Cuando llegué a Asunción, parecía el día después del Apocalipsis. Todo estaba cerrado y no había ni un alma en las calles. Me comentaron más tarde que había llegado en día festivo. La ciudad tiene aires de tierra de nadie y eso, junto con la fina lluvia y la soledad, me habían dado un poco de miedo. Pero al día siguiente, la ciudad me conquistó totalmente.
Asunción no tiene un gran interés turístico fundamental, su atractivo es otro: la tremenda amabilidad de su gente. En América del Sur en general esperamos un sentido de la hospitalidad único en mundo, pero éste se ve reforzado en el pequeño Paraguay, incluso en su ciudad más grande. Los locales siempre tienen una sonrisa para uno, ganas de hablar y de ofrecer su ayuda, Y siempre se les ilumina la mirada al saber que venimos de Europa.
Nunca me sentí inseguro, ni en las pequeñas calles del mercado quatro, ni en el centro de la ciudad, apenas separada de las favelas por una balaustrada y algunos árboles.
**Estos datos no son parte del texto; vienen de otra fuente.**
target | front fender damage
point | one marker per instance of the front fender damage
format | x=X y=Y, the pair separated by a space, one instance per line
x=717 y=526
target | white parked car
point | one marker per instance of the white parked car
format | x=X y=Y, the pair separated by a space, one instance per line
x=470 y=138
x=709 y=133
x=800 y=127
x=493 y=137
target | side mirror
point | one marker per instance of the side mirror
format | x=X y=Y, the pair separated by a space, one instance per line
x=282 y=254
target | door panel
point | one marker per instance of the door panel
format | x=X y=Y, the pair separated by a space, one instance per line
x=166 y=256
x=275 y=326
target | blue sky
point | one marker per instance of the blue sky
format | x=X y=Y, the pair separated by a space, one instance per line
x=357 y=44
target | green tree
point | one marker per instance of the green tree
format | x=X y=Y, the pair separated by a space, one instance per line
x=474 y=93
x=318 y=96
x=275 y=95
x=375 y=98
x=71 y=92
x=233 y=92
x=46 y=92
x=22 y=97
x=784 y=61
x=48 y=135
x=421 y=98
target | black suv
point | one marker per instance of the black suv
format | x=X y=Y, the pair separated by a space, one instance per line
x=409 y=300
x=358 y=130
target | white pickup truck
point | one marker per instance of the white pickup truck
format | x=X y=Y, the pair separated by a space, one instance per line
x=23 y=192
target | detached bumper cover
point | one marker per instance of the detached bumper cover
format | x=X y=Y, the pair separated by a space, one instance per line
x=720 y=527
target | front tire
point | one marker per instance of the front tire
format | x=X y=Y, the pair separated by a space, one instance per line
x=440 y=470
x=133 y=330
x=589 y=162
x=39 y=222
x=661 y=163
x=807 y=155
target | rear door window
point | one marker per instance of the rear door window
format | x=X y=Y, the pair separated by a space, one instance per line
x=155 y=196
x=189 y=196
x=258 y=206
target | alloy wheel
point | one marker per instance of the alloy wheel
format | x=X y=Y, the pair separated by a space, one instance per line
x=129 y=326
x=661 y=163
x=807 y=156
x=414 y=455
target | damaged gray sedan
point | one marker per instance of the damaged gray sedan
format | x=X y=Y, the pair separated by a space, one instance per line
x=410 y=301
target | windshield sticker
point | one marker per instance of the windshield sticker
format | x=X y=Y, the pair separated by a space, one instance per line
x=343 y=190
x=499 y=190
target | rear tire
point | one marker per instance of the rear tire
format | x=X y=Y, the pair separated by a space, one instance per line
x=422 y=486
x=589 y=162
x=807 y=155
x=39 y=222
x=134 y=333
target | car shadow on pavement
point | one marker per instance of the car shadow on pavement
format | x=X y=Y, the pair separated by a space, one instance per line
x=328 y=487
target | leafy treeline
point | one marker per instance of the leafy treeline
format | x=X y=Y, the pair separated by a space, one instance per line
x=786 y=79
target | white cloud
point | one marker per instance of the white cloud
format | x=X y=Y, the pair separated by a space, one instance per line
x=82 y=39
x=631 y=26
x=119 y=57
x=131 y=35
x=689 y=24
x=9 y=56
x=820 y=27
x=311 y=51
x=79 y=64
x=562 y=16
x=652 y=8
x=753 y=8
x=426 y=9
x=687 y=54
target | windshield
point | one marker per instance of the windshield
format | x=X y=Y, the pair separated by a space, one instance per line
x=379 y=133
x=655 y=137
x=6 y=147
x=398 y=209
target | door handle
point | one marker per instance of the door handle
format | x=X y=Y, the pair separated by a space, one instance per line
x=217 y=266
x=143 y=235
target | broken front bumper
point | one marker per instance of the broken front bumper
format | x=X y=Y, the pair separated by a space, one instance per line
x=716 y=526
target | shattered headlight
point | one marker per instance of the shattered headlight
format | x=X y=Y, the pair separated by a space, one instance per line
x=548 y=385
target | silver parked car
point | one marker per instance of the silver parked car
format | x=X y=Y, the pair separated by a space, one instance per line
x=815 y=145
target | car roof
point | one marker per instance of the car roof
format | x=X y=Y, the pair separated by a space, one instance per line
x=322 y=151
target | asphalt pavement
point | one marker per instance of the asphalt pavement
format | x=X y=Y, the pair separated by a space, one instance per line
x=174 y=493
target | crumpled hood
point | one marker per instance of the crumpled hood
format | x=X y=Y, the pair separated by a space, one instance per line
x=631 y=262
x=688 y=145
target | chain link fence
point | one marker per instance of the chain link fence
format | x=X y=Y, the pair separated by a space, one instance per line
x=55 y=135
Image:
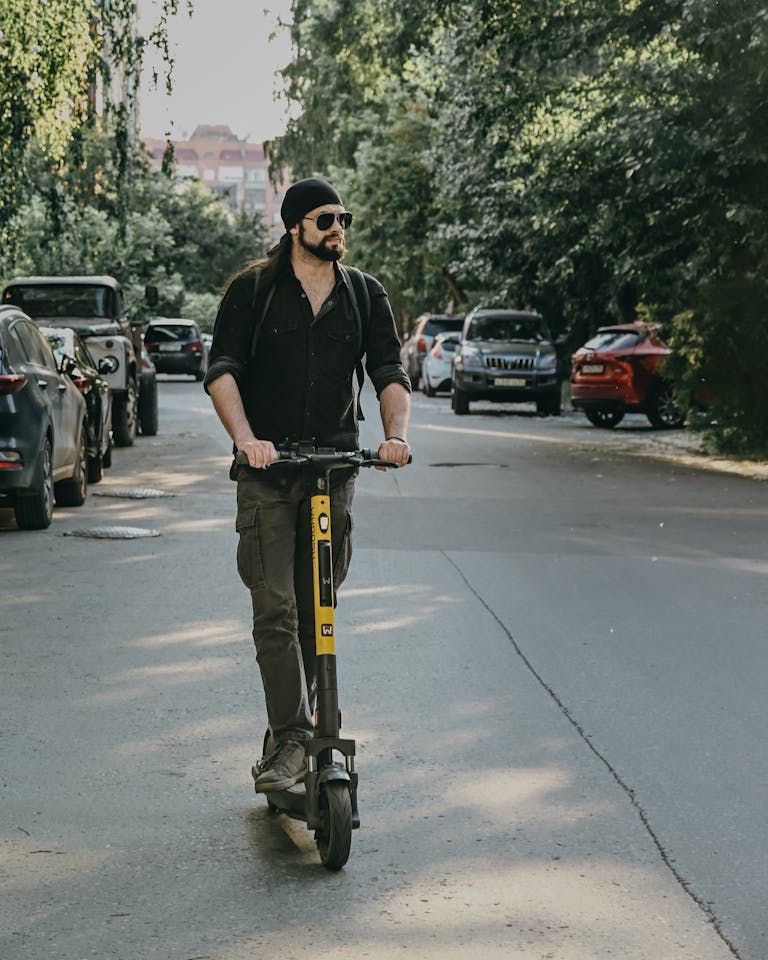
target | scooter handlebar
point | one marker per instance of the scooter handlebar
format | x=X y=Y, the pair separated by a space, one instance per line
x=340 y=458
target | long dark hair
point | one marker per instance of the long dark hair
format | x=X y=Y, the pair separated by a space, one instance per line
x=277 y=258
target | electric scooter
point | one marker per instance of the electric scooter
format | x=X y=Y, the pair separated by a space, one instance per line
x=327 y=799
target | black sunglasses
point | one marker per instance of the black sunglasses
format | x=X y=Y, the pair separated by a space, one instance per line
x=325 y=221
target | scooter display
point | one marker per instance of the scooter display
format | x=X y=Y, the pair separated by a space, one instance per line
x=327 y=799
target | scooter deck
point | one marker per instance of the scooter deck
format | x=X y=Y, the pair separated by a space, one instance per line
x=292 y=801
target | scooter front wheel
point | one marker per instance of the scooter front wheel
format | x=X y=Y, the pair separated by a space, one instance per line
x=334 y=835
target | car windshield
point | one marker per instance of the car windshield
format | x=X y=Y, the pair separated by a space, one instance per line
x=169 y=333
x=507 y=328
x=614 y=340
x=63 y=300
x=57 y=342
x=439 y=324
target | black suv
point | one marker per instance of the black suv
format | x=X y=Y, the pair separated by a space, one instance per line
x=506 y=355
x=176 y=346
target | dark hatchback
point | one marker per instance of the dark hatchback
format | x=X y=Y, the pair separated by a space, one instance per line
x=88 y=375
x=42 y=426
x=176 y=346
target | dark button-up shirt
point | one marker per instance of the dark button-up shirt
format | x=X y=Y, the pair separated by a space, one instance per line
x=298 y=384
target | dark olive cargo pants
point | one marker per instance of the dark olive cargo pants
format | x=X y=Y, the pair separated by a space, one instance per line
x=274 y=560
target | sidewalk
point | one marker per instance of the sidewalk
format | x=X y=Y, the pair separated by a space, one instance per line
x=679 y=446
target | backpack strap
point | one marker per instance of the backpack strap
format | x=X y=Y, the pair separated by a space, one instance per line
x=361 y=307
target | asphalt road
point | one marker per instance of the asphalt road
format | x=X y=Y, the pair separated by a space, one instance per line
x=551 y=655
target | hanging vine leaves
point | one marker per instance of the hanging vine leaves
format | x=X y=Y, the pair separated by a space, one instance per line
x=66 y=65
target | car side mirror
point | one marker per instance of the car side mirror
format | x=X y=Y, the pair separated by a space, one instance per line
x=67 y=365
x=108 y=365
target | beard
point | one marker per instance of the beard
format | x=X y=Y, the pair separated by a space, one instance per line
x=321 y=250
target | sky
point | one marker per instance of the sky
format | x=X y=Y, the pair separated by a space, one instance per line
x=225 y=70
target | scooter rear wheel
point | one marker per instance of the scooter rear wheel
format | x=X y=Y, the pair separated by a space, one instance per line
x=334 y=835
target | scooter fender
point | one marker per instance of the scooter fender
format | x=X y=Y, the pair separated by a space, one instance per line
x=313 y=783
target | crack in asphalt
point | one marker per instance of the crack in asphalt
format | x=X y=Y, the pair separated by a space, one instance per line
x=630 y=793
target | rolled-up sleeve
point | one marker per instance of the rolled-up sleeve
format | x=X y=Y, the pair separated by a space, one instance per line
x=381 y=343
x=232 y=332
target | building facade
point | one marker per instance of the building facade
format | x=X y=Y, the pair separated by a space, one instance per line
x=234 y=169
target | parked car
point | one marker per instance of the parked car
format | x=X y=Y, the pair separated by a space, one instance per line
x=89 y=376
x=176 y=346
x=419 y=343
x=436 y=369
x=618 y=371
x=43 y=426
x=96 y=308
x=508 y=356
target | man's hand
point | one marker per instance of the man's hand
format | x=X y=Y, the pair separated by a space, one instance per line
x=260 y=453
x=394 y=451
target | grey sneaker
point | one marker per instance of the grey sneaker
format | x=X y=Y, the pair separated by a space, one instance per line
x=286 y=766
x=270 y=745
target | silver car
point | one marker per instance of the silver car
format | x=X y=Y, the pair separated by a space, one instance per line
x=43 y=430
x=509 y=356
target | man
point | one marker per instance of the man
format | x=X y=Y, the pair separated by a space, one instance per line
x=285 y=346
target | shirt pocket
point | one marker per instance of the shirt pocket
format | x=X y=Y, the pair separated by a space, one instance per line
x=340 y=339
x=279 y=325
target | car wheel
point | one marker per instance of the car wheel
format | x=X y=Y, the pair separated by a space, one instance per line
x=72 y=492
x=148 y=406
x=34 y=511
x=459 y=401
x=125 y=417
x=96 y=467
x=664 y=411
x=549 y=406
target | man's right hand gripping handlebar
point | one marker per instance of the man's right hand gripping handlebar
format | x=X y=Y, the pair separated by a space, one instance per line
x=260 y=453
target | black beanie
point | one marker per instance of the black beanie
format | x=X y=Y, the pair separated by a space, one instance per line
x=304 y=196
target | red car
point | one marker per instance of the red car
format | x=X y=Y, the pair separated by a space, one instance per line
x=617 y=372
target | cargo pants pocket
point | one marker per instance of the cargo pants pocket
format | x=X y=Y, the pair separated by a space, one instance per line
x=343 y=553
x=249 y=562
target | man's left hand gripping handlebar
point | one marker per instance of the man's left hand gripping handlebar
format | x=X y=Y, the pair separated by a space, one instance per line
x=394 y=450
x=260 y=453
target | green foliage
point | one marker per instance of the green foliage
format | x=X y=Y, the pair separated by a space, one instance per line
x=563 y=151
x=67 y=67
x=177 y=236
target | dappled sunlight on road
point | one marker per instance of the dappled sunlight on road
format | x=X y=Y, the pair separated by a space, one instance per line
x=137 y=682
x=195 y=526
x=391 y=589
x=220 y=633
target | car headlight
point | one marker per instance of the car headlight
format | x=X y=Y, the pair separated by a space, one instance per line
x=548 y=363
x=469 y=356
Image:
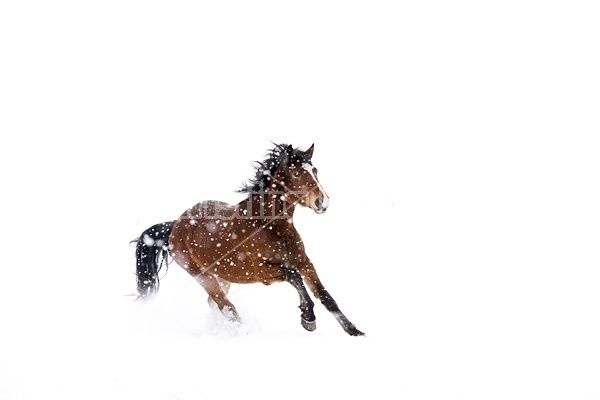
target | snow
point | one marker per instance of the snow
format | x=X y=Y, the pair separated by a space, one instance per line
x=458 y=145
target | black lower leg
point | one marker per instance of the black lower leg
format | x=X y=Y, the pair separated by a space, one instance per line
x=306 y=304
x=333 y=308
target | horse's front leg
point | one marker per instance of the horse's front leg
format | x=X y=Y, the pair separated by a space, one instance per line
x=306 y=304
x=315 y=285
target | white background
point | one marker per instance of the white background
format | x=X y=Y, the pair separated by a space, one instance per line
x=458 y=142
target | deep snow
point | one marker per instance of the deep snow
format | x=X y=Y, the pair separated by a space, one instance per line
x=458 y=145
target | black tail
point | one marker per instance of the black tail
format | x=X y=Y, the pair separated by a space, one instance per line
x=152 y=252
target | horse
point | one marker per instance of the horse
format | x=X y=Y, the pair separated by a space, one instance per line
x=254 y=241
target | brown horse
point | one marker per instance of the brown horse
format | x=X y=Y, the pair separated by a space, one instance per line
x=250 y=242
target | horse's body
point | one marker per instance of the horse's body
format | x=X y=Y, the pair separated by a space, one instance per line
x=254 y=241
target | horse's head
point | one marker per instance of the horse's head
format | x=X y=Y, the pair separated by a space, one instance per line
x=299 y=179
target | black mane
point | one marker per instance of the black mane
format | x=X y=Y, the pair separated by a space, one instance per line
x=264 y=171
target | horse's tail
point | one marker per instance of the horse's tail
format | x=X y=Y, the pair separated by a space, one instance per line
x=151 y=253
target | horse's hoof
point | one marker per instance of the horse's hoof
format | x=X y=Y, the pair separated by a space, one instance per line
x=309 y=325
x=352 y=331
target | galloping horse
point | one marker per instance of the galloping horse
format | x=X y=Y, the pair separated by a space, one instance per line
x=250 y=242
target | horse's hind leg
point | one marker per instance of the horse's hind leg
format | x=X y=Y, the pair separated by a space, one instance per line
x=225 y=286
x=217 y=293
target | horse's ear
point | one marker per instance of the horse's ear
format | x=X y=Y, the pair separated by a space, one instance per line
x=310 y=150
x=287 y=155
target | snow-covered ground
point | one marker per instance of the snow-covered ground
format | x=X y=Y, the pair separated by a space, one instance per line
x=458 y=143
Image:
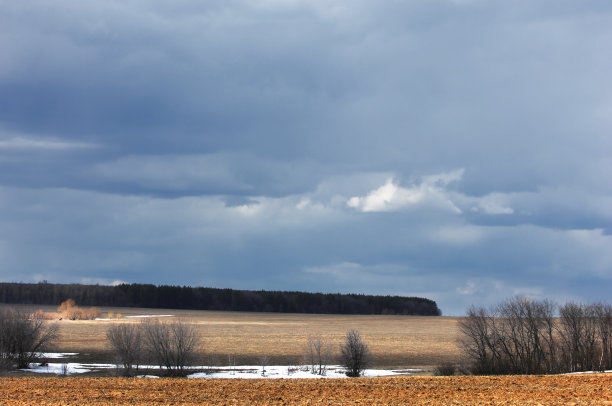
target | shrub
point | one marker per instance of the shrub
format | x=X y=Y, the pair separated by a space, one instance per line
x=23 y=337
x=355 y=354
Pero algunos niños, como angelitos, me aconsejaron que diera la vuelta. De todos modos, el puerto me esperaba con su espectáculo retro-futurista, las largas tuberías de los tanques sépticos que se sumergen en el agua a la vista. Increíble. Los letreros de las calles, entre los más bellos de todos el continentes, pueden rivalizan ampliamente con los de Valparaíso. En resumen, no escuché a los amigos que me habían advertido no visitar Asunción e hice bien.